“En Jorge Luis Borges ceguera y poesía habían entablado una entrañable amistad”

Joseba Louzao

En “Borges y la ceguera”, Joseba Louzao escribe:

¿Y si el poeta realmente fuera un fingidor como pretendía Fernando Pessoa?  ¿Y si Borges fuera un impostor y no se hubiese quedado ciego? Esta duda me volvió a asaltar la semana pasada entre las casetas de la feria del libro viejo de Madrid. ¿Es posible que Borges hubiese podido engañar a todos?

En Jorge Luis Borges ceguera y poesía habían entablado una entrañable amistad. La ceguera era un don del destino para el argentino, quien llegó a afirmar que «el bien del cielo» también podía estar en la sombra. En la biografía borgiana es complicado, por no decir imposible, deslindar vida y literatura, realidad y artificio. Si pudo imaginar al escritor del Quijote Pierre Menard o la enciclopedia de Tlön, ¿por qué no iba a ser capaz de jugar con su literaria ceguera?

La sombra de la duda fue sembrada por Gabriel Cabrera Infante en su obra Infantería, pero detrás de él, y seguramente mucho antes también, han sido bastantes más los que no han creído en la ceguera del escritor argentino. Ante sus sospechas, Cabrera no se cortó en poner a prueba su hipótesis en las calles de Londres en 1971. Según narra el propio Cabrera, abandonó a Borges en una vía repleta de taxis manejados de forma violenta, quien ni se inmutó, jugando sin darse cuenta en la cuerda floja del atropello. A pesar de esta constatación en primera persona, el cubano siguió convencido de que la ceguera probablemente era una argucia de quien podía ver más allá del color amarillo.

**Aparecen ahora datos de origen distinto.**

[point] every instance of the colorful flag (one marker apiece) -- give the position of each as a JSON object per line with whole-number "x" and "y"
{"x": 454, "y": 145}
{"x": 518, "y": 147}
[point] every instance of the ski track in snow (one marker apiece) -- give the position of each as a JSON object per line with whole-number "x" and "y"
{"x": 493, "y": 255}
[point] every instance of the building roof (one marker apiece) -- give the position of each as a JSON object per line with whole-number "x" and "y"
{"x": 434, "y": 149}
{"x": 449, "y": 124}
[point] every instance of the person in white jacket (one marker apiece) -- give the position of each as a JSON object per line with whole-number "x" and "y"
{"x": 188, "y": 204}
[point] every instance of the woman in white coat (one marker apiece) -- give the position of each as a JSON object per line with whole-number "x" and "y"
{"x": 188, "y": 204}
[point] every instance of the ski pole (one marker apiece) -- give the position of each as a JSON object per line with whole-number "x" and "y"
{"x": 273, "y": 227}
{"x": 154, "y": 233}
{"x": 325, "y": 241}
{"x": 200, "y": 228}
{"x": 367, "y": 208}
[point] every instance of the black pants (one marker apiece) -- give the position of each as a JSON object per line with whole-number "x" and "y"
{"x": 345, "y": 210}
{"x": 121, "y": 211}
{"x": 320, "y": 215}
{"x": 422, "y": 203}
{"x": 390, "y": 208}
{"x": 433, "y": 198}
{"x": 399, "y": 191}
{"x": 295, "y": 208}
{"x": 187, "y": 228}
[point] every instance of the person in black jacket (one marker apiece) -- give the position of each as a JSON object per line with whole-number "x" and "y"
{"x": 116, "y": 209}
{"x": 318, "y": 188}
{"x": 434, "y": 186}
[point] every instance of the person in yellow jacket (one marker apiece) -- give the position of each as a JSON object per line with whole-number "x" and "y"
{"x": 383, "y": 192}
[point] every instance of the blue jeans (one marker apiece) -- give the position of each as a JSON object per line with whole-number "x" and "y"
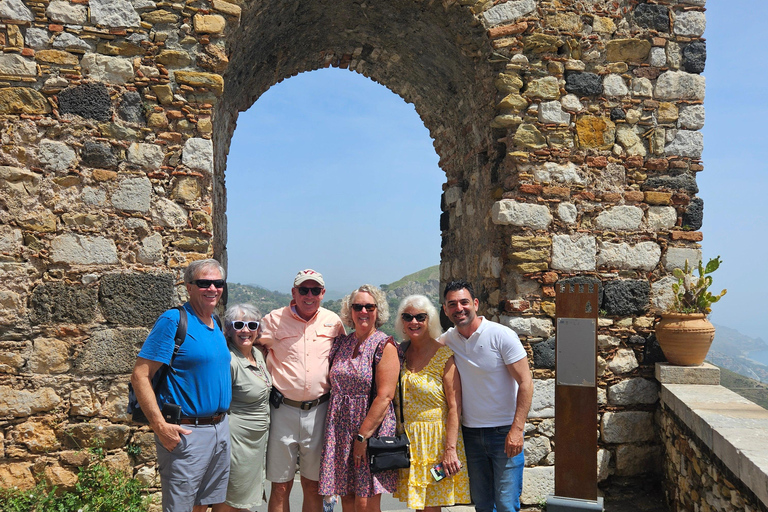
{"x": 495, "y": 480}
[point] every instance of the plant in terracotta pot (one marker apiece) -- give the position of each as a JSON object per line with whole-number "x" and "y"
{"x": 684, "y": 333}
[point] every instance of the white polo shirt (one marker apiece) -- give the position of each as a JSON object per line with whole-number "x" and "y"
{"x": 489, "y": 393}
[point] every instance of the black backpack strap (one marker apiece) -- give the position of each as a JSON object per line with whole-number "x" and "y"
{"x": 181, "y": 335}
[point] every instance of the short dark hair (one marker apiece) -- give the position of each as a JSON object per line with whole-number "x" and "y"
{"x": 459, "y": 284}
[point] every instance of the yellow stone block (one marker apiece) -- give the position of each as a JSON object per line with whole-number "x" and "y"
{"x": 209, "y": 23}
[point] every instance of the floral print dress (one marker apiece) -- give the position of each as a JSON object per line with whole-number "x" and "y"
{"x": 351, "y": 378}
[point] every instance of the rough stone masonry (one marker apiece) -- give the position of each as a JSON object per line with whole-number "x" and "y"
{"x": 569, "y": 132}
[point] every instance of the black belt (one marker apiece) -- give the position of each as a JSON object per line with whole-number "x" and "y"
{"x": 305, "y": 406}
{"x": 207, "y": 420}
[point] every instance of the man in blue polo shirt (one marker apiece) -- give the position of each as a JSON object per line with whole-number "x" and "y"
{"x": 193, "y": 442}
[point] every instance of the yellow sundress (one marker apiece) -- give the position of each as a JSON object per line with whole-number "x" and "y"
{"x": 426, "y": 411}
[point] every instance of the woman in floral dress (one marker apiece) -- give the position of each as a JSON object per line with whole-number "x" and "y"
{"x": 432, "y": 408}
{"x": 352, "y": 417}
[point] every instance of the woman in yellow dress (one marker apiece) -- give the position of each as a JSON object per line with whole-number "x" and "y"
{"x": 432, "y": 408}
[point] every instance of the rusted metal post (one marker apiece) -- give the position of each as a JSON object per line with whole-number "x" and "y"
{"x": 576, "y": 398}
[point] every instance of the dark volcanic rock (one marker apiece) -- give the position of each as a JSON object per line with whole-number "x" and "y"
{"x": 695, "y": 57}
{"x": 583, "y": 84}
{"x": 90, "y": 100}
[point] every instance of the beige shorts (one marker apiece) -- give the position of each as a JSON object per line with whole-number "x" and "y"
{"x": 295, "y": 436}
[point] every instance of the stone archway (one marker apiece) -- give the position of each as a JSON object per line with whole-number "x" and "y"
{"x": 409, "y": 47}
{"x": 568, "y": 132}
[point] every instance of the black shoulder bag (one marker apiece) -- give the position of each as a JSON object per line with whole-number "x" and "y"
{"x": 388, "y": 452}
{"x": 137, "y": 415}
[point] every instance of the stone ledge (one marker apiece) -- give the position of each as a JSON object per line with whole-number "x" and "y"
{"x": 735, "y": 429}
{"x": 702, "y": 374}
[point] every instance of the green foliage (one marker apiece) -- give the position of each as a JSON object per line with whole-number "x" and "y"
{"x": 691, "y": 292}
{"x": 98, "y": 489}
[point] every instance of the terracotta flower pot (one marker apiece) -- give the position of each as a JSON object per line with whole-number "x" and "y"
{"x": 685, "y": 338}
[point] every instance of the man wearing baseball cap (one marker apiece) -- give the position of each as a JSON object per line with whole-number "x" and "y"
{"x": 298, "y": 338}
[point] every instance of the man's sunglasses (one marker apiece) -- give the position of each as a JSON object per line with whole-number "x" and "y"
{"x": 420, "y": 317}
{"x": 239, "y": 325}
{"x": 206, "y": 283}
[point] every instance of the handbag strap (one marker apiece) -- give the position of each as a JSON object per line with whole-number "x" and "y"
{"x": 373, "y": 385}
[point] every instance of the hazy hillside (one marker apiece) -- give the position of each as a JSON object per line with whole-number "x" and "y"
{"x": 730, "y": 350}
{"x": 425, "y": 282}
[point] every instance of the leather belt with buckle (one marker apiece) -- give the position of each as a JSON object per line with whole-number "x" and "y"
{"x": 207, "y": 420}
{"x": 305, "y": 406}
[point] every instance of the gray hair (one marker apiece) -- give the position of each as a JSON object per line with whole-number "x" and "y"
{"x": 245, "y": 312}
{"x": 382, "y": 308}
{"x": 421, "y": 303}
{"x": 197, "y": 267}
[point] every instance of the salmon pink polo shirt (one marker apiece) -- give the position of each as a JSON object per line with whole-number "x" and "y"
{"x": 298, "y": 351}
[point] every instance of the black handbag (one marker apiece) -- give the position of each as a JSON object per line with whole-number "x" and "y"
{"x": 389, "y": 452}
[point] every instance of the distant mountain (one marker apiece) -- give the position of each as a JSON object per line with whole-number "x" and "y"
{"x": 424, "y": 282}
{"x": 731, "y": 349}
{"x": 260, "y": 297}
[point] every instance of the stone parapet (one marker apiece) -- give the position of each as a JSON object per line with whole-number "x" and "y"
{"x": 715, "y": 449}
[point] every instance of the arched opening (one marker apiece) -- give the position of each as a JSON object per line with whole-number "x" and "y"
{"x": 424, "y": 53}
{"x": 331, "y": 170}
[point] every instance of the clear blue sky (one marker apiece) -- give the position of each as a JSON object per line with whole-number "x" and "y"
{"x": 332, "y": 171}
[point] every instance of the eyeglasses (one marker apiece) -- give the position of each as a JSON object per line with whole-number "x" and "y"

Probablemente el impostor fuera en realidad Cabrera Infante, quien aburrido se le ocurrió utilizar los propios materiales que le ofrecía el poeta porteño. Piensen por un momento en un Borges convertido en su propio protagonista literario, emulando a Milton y Homero, también probables impostores que deberían acceder a la galería de la infamia. O quizá tampoco fuese una invención del escritor cubano, porque Andrés Trapiello también insinuó hace décadas que había visto al maestro en Madrid sorteando la muerte segura en una carretera frente al Palace cada vez que un coche se le acercaba y rozaba su silueta.

En realidad, hay muchos más indicios que parecen demostrar que Borges no se quedó ciego, al menos, en 1956. En una entrevista insinuó que veía cuando editó El Hacedor(1960) – “entonces podía ver, no estaba ciego”- y algunas de las obras que firmó mientras su ceguera era ya patente son tan perfectas que hacen dudar hasta a los más convencidos. Pero, por encima de cualquier otra prueba, está la transformación de la imagen de la ceguera en sus poemas, como puso de manifiesto Miguel Postigo.  En los primeros poemas en los que hizo referencia a la ceguera, Borges utilizó conceptos relacionados con una descripción convencional, como la oscuridad o la sombra, pero pasados los años, en sus últimos de vida, su acercamiento fue diferente. Entonces ansió volver a recuperar el rojo y el negro y describió la ceguera como un mundo de neblina verdosa o azulada y vagamente luminosa.